Carswell and Walsh quickly measured a spectrum and estimated the redshift. When they looked at their results, they were shocked. Walsh recalled “two strong emission lines, the same two emission lines. Same redshift. Clearly, we’d made a mistake.” Assuming they had accidentally measured the same object twice, the duo repeated their observations. The second measurement rolled in, and the two spectra remained identical⁸ (see figure 2). For the blue quasar pair, the similarity in both categories meant, in the words of Carswell and Walsh, that “the initial conditions, age and environment influencing the development of the [sources] have been so similar that they have evolved nearly identically.”⁹

Confused by their results, Carswell and Walsh reached out to Ray Weymann (see figure 3), a colleague working at the University of Arizona’s Steward Observatory. Whereas Carswell and Walsh had been looking at emission lines—namely, sharp peaks in the spectrum—Weymann studied the absorption features, or discontinuous dips in the spectrum. Intervening objects, such as clouds of interstellar gas, are opaque to photons at certain wavelengths. When light reaches a telescope after passing through gas clouds, portions of the spectrum become attenuated, much like how sunglasses block UV light before it reaches our eyes. Weymann measured the spectrum of each source and found, once again, that the objects had the same redshift. More striking was that the objects had the same absorption features. And the two ostensible quasars were far enough apart that an intervening cloud of gas would need to be unprecedentedly large to cover both.

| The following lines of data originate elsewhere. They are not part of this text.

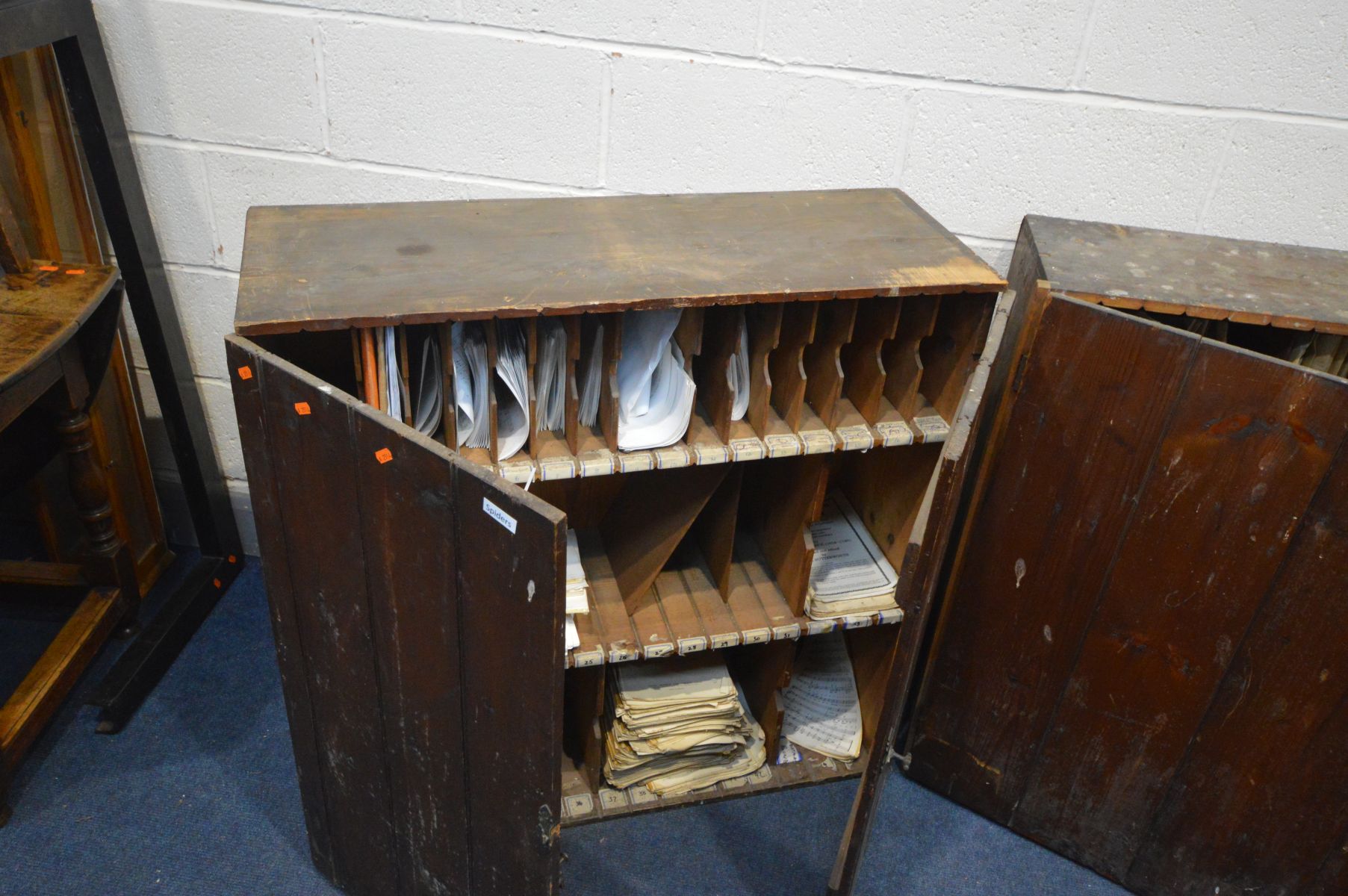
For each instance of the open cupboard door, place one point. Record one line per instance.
(924, 559)
(421, 697)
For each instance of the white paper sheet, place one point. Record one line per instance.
(470, 383)
(820, 706)
(740, 373)
(656, 393)
(591, 379)
(430, 388)
(395, 388)
(550, 376)
(511, 402)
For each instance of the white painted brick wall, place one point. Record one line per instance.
(1219, 116)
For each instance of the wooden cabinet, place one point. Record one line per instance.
(1140, 654)
(442, 733)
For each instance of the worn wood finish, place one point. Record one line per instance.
(1235, 469)
(919, 573)
(1270, 758)
(415, 635)
(43, 314)
(1030, 588)
(311, 452)
(1154, 693)
(1204, 276)
(511, 593)
(298, 690)
(316, 267)
(28, 162)
(641, 542)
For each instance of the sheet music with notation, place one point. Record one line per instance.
(821, 710)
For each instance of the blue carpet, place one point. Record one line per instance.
(197, 795)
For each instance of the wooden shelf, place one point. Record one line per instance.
(685, 613)
(581, 803)
(701, 445)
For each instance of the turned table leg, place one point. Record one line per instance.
(110, 559)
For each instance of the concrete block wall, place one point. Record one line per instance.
(1219, 116)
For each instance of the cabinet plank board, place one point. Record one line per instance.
(414, 609)
(1272, 756)
(998, 671)
(511, 593)
(314, 470)
(1243, 281)
(329, 267)
(1165, 627)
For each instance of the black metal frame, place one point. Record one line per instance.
(69, 26)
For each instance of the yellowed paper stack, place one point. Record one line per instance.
(677, 727)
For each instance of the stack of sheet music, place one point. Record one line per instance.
(820, 708)
(472, 379)
(385, 378)
(577, 589)
(678, 725)
(850, 573)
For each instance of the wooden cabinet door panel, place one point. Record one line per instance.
(425, 694)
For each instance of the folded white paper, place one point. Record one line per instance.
(550, 376)
(591, 380)
(656, 393)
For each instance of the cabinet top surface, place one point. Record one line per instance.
(338, 266)
(1199, 276)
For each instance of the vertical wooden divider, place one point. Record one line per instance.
(765, 329)
(574, 398)
(689, 336)
(639, 541)
(450, 407)
(780, 500)
(762, 671)
(902, 363)
(715, 529)
(492, 448)
(877, 323)
(712, 370)
(948, 358)
(786, 364)
(608, 391)
(530, 365)
(821, 358)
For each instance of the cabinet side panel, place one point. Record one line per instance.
(1242, 457)
(408, 519)
(511, 606)
(309, 432)
(1272, 756)
(1038, 544)
(285, 624)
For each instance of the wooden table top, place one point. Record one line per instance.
(340, 266)
(1202, 276)
(41, 316)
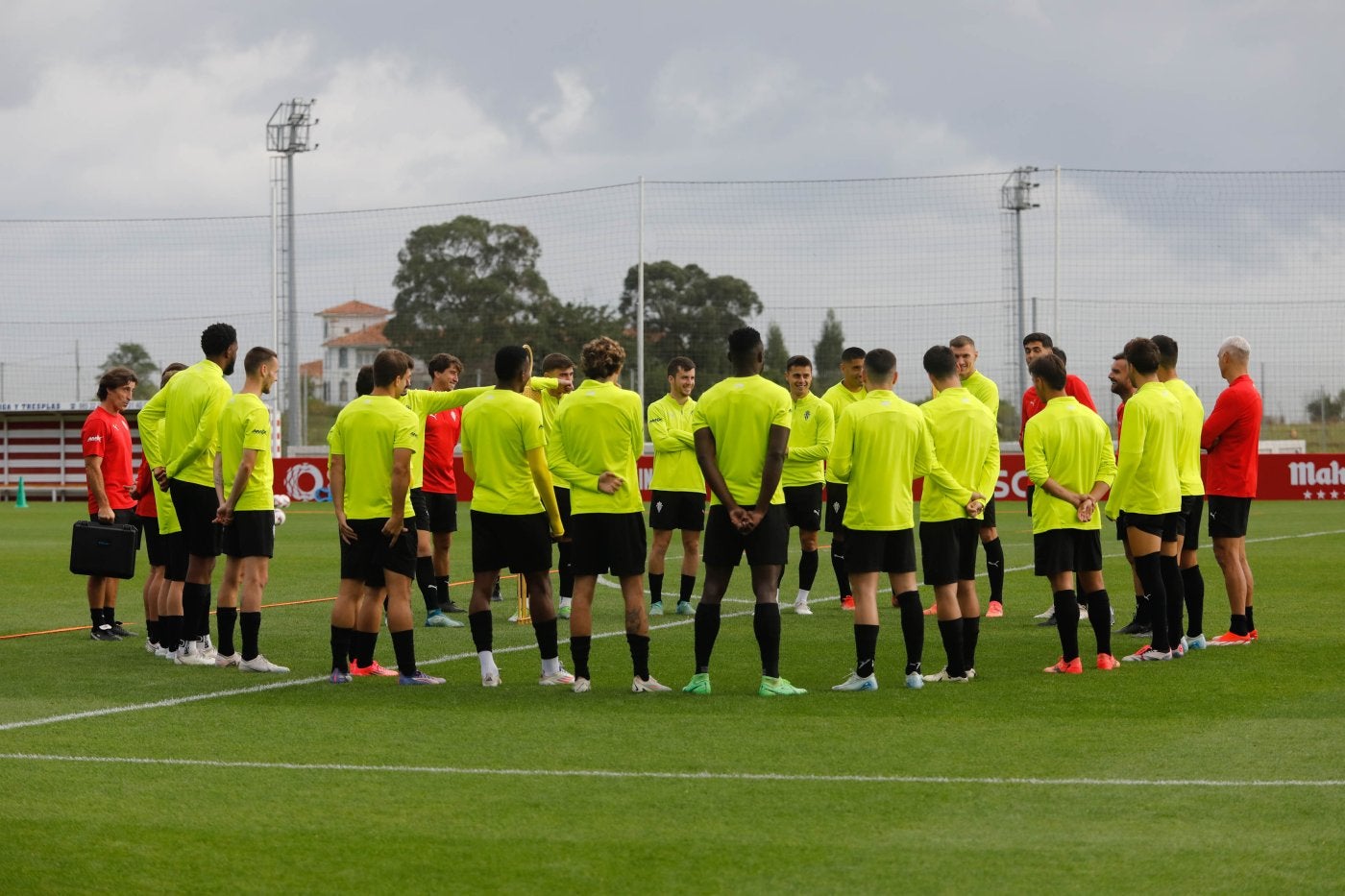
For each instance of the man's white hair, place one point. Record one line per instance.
(1237, 348)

Weymann was the first to propose a gravitational lensing explanation. Having recently been asked by a colleague to examine the claim that quasars were gravitationally lensed galaxies, Weymann was well versed in the theoretical developments of the 1960s. If the two blue dots were images of a single gravitationally lensed source, he argued, then their spectra would be similar. And if a gas cloud sat in front of the original source, it would not need to be extremely large to explain the absorption line similarities. Carswell, Walsh, and Weymann published a paper in May 1979 arguing that their results were the first observation of a gravitational lens.⁹

But seeing is a tricky thing in astronomy. Observations occur at a wide range of wavelengths, and objects that look one way in the visible spectrum often look quite different in UV or radio wavelengths. Other colleagues scrambled to get multiwavelength data on the sources. “I remember well the mixed reaction [the paper] received,” Walsh recalled.¹⁰ Some astronomers noted that the shape of the two quasars did not look nearly as identical in radio images as they did in optical images. They showed that one of the two objects seemed to have an extended trail in the radio regime and argued that the dual objects were actually distinct. For months, debates raged over whether the sources were truly identical.¹¹

Criticisms petered out as more lensing candidates were identified from observational data. Just a year later, Weymann and a group of collaborators published results arguing that the triple quasar PG1115+08 was three lensed images.¹² As the results rolled in, the practice of observing a gravitational lens stabilized: Astronomers needed to demonstrate that the sources in question had identical spectral signatures. As he told me in a 2022 interview, Weymann recalled that moment as an inflection point: “The notion that the gravitational lens really exists and that we can actually observe it triggered the realization of the reality of looking for instances of it.” That was the thorny knot of discovery: To search for lenses, astronomers had to believe that they could be observed. To do so in the 1970s was to search for double, or even triple, quasars.

Modeling mysteries

In 1987, a new anomaly electrified the attendees of the American Astronomical Society annual meeting. Roger Lynds and Vahé Petrosian announced “the existence of a hitherto unknown type of spatially coherent extragalactic structure having . . . narrow arc-like shape, [and] enormous length.”¹³ Stretching over 100 kiloparsecs, the arc (see figure 4) puzzled astronomers. What was its origin? Some thought it was a shock wave from galactic explosions, others saw it as evidence for galaxy cannibalism, and still others asked whether it was the deformed images of a gravitational lens.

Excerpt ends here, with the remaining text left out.